Iraqis begin voting abroad
Iraqis living abroad began voting today and election officials expressed satisfaction that early polling by soldiers, patients and prisoners was carried out around the country without a hitch.
Political parties began a final round of rallies in Baghdad today, one day before campaigning was to stop around the country to give Iraqis time to reflect ahead of Thursday’s elections.
“Elections have started abroad,” Ali al-Lami, executive director of the Iraqi Electoral Commission said. “We had a good turnout in the hospitals, military camps and prisons.”
He said there had been just 135 complaints during yesterday’s vote when about 250,000 eligible Iraqis cast ballots. He said 60 problems had been dealt with.
Voting abroad began first in Australia, where there are up to 20,000 registered Iraqi voters live. They are part of a group of 1.5 million voters living outside Iraq who will cast ballots at polling centres in 15 countries, including the United States, Canada and the Netherlands. Overseas voting ends on Thursday.
Al-Lami appealed for peace on Thursday, when about 15 million people will be called on to vote in more than 6,200 polling stations around the country.

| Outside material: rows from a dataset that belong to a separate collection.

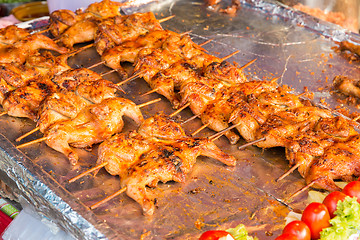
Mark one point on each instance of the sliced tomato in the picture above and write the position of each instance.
(299, 229)
(213, 235)
(286, 236)
(331, 201)
(352, 189)
(317, 217)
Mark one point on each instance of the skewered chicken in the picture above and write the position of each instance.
(302, 149)
(115, 31)
(170, 161)
(27, 46)
(142, 160)
(93, 124)
(340, 161)
(25, 101)
(11, 34)
(347, 86)
(128, 51)
(67, 104)
(61, 20)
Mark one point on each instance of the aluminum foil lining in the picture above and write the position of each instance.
(286, 43)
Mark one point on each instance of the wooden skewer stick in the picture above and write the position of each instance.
(106, 73)
(42, 31)
(96, 64)
(303, 189)
(27, 134)
(230, 55)
(219, 134)
(108, 198)
(190, 119)
(31, 142)
(166, 19)
(288, 172)
(149, 92)
(130, 78)
(80, 49)
(252, 143)
(200, 129)
(356, 118)
(44, 138)
(93, 169)
(149, 102)
(206, 42)
(248, 64)
(179, 110)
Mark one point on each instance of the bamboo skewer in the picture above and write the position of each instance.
(302, 189)
(93, 169)
(108, 198)
(288, 172)
(27, 134)
(44, 138)
(248, 64)
(219, 134)
(200, 129)
(179, 110)
(212, 138)
(252, 143)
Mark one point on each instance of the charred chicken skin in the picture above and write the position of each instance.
(93, 124)
(142, 159)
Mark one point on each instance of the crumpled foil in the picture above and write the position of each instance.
(286, 43)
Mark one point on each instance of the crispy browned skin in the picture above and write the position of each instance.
(81, 32)
(11, 34)
(25, 101)
(67, 104)
(144, 158)
(115, 31)
(63, 19)
(170, 161)
(20, 50)
(347, 86)
(93, 124)
(340, 161)
(305, 147)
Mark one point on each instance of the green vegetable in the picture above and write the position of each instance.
(346, 223)
(239, 233)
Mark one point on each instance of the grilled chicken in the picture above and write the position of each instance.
(148, 156)
(67, 104)
(115, 31)
(93, 124)
(347, 86)
(128, 51)
(170, 161)
(61, 20)
(340, 161)
(19, 51)
(285, 124)
(81, 32)
(25, 101)
(11, 34)
(304, 148)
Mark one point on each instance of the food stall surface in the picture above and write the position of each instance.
(285, 43)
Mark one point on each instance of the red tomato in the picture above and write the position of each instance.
(299, 229)
(213, 235)
(331, 201)
(317, 217)
(352, 189)
(286, 236)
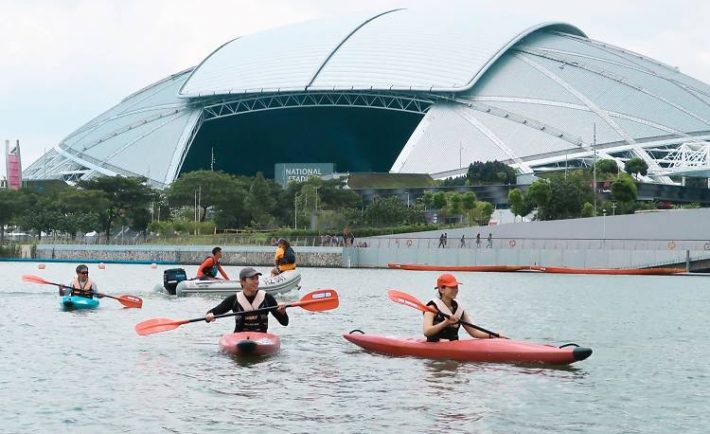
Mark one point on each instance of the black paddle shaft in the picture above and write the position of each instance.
(479, 328)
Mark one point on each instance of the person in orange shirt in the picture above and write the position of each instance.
(285, 257)
(81, 286)
(210, 266)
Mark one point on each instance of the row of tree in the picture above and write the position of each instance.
(574, 194)
(207, 201)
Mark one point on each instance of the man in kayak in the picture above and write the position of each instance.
(285, 257)
(210, 266)
(248, 299)
(81, 285)
(436, 325)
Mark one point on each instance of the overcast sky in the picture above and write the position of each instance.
(63, 62)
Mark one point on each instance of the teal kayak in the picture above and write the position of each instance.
(69, 302)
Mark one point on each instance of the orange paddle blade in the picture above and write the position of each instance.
(319, 301)
(408, 300)
(35, 279)
(130, 301)
(157, 325)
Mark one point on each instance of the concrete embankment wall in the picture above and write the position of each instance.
(629, 241)
(187, 255)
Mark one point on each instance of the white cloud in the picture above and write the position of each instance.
(64, 62)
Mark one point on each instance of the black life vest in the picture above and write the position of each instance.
(258, 322)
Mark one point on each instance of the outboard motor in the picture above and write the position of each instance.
(173, 276)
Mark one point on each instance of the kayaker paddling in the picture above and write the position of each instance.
(210, 267)
(81, 285)
(445, 324)
(248, 299)
(284, 258)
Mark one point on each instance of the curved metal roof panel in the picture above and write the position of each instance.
(281, 59)
(396, 50)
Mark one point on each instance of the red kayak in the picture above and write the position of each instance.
(619, 271)
(479, 268)
(250, 344)
(471, 350)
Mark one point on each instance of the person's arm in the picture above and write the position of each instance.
(224, 307)
(475, 333)
(280, 312)
(430, 329)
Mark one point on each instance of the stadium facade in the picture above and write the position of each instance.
(404, 91)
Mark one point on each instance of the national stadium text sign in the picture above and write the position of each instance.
(299, 172)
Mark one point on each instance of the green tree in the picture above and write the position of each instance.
(260, 201)
(490, 172)
(636, 166)
(540, 193)
(482, 213)
(391, 211)
(79, 210)
(204, 187)
(519, 205)
(468, 201)
(439, 200)
(124, 195)
(623, 189)
(9, 200)
(606, 168)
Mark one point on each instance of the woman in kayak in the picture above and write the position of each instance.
(81, 285)
(436, 325)
(285, 257)
(248, 299)
(210, 266)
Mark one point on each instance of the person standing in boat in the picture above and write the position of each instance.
(436, 325)
(285, 257)
(248, 299)
(210, 267)
(81, 285)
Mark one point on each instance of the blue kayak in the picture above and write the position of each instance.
(69, 302)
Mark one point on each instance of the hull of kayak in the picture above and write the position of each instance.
(69, 302)
(284, 282)
(619, 271)
(472, 350)
(250, 344)
(479, 268)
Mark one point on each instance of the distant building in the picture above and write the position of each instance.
(401, 91)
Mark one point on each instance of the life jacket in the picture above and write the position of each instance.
(258, 322)
(82, 290)
(213, 270)
(451, 332)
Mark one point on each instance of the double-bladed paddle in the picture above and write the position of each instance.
(408, 300)
(316, 301)
(126, 300)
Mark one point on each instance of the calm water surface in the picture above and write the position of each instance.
(89, 372)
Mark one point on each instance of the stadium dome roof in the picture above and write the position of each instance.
(468, 87)
(395, 50)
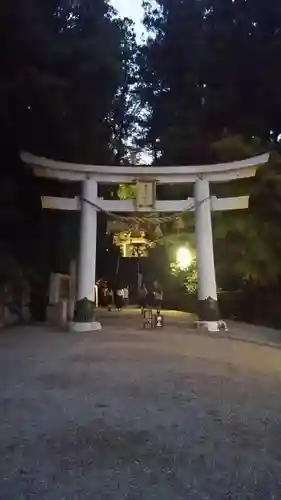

“Violence has no place in any democratic elections. This is a time for national reconciliation though the political process,” al-Lami said.
Insurgents denounced the balloting as a “satanic project” but have not threatened to attack polling stations.
US President George Bush offered encouraging words from Washington to Iraqi voters but cautioned that the parliamentary elections “won’t be perfect".
“Iraqis still have more difficult work ahead, and our coalition and a new Iraqi government will face many challenges,” Bush said yesterday in a speech in Philadelphia.
In a rare joint statement, Al Qaida in Iraq and four other Islamic extremist groups denounced the election as a “satanic project” and said that “to engage in the so-called political process” violates “the legitimate policy approved by God.”
The groups vowed to “continue our jihad (holy war) ... to establish an Islamic state ruled by the book (the Koran) and the traditions of the Prophet Muhammad.”
However, the statement contained no clear threat to disrupt voting as in the run-up to the January 30 election for an interim parliament and the October 15 referendum on the constitution.
The authenticity of the statement could not be verified, but it appeared on a website that often publishes extremist material.
The absence of a clear-cut threat could reflect the growing interest among Sunni Arabs, the foundation of the insurgency, to take part in the election. The Sunni decision to boycott the January ballot left parliament in the hands of Shiites and Kurds – a move which increased communal friction and cost the Sunnis considerable influence in drafting the constitution.
A leaflet that appeared yesterday in the Baghdad Sunni stronghold of Azamiyah acknowledged that Sunni Arabs could make gains in the election but that “fighting will continue with the infidels and their followers.”
The statement was unsigned but was written in a style favoured by Islamic extremists.
US officials hope for a large turnout among the disaffected Sunni Arab minority, a development which could produce a government capable of winning the trust of the Sunnis and defusing the insurgency. That would enable US and other foreign troops to begin heading home next year.
“Many Sunnis are campaigning vigorously for office this time around,” Bush said. “Many Sunni parties that opposed the constitution have registered to compete in this week’s vote.”
Sunni Arab politicians have promised an end to what they term abuse at the hands of the Shiite-dominated security services.
As voting began, the Human Rights Ministry and the US military said that 13 prisoners were taken to hospital after being found at an overcrowded prison run by the Shiite-led Interior Ministry.
Al-Jazeera television aired a video allegedly showing abuse at another Interior Ministry facility in western Baghdad. The footage showed dozens of men, many with welts and bruises. The station did not say how it obtained the footage or when the alleged incidents took place.
Bush said Iraqi prisoners held in secret detention centres apparently were beaten and tortured.
“This conduct is unacceptable,” Bush said. “Those who committed these crimes must be held to account.”
Prime Minister Ibrahim al-Jaafari, a Shiite, ordered an investigation into what he described as an “unhealthy phenomenon.” A similar case also surfaced last month.
“I will not allow such treatment of any prisoner,” al-Jaafari said during a news conference.